Continuing the theme of my last post on the impact of the shadows and unconscious dynamics on the quality of meetings, I’ve been thinking a lot about how often the biggest unspokens, the elephants in the shadows, can often be the behaviours of someone senior. It can take a lot of courage to bring such behaviours to their attention. Everyone in a meeting may be painfully aware of them, yet it’s far too unsafe to speak about. It can be what some people call a “CV moment”.
Have you been in a meeting recently where you have sat in silence, feeling unable to say what you really think, exchanging nervous looks, as if to say “OMG, this is intolerable!” while feeling it too risky to speak up? When people fear to give their team leader or manager feedback on how they are behaving, it can create an atmosphere of unarticulated frustration, confusion and resentment. It is possible for this to lead to a culture of low morale, "resistance" and even sabotage.

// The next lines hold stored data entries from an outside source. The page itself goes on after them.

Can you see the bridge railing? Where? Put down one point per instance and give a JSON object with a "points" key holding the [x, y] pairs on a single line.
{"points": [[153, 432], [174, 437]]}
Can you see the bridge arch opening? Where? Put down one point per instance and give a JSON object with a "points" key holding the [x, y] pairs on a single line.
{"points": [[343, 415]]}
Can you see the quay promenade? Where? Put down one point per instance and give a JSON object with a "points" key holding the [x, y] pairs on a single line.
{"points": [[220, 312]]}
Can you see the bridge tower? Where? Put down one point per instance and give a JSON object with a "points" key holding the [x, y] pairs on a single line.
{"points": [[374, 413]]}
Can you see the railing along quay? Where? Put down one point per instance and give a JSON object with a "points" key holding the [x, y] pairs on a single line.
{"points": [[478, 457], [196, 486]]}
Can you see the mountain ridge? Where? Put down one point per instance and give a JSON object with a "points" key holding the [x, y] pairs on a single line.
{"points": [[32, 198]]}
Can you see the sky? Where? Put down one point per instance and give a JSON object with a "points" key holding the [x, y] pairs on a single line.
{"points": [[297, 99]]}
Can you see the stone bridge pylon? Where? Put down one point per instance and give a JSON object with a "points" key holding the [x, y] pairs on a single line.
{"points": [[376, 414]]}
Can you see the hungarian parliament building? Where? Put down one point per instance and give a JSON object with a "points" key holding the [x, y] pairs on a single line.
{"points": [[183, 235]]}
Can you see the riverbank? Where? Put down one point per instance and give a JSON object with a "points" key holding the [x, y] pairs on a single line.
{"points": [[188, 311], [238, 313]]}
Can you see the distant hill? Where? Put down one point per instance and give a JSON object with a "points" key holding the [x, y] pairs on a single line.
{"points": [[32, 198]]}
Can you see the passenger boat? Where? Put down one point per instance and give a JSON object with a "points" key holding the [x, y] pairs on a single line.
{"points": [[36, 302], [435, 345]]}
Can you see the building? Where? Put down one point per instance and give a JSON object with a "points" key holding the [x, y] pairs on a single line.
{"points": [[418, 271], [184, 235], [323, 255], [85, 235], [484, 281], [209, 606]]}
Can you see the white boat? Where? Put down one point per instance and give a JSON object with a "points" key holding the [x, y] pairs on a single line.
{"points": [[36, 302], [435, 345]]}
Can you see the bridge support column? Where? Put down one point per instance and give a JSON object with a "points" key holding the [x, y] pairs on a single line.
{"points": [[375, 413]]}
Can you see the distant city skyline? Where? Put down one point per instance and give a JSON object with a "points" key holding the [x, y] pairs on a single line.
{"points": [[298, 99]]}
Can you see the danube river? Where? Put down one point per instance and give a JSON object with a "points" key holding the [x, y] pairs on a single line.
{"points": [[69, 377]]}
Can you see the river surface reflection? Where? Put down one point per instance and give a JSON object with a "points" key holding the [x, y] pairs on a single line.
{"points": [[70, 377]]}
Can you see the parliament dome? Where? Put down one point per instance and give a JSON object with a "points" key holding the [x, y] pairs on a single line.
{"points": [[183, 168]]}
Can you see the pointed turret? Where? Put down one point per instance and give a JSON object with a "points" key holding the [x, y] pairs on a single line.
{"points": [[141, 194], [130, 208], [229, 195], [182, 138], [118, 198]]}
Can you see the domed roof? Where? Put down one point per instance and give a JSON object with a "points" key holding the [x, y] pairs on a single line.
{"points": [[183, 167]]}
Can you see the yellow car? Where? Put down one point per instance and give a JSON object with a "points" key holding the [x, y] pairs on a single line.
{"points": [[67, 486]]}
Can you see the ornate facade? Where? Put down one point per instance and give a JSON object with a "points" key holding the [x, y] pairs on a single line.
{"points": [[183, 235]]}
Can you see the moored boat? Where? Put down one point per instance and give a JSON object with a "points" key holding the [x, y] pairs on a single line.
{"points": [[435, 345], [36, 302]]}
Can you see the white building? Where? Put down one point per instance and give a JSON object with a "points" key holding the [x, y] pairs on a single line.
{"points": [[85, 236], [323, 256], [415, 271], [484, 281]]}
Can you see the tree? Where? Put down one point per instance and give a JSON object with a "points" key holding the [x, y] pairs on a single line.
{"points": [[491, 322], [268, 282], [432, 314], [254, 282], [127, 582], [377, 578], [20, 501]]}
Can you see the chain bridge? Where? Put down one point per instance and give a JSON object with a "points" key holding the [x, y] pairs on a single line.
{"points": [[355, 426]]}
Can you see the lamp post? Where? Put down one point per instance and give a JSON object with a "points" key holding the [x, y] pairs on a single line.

How can we stay on task and focus on what needs to be achieved when these kinds of unconscious dynamics are going on in the shadows at every meeting? I often hear that anything to do with emotions and relationships at work is called the “soft stuff” and not taken seriously. Why, for goodness sake?! It’s actually the hard stuff. And not embracing the hard stuff can cost us a tremendous amount of our time and energy, managing the confusion and uncertainties that avoiding it creates. And what is the financial cost of all this for an organisation?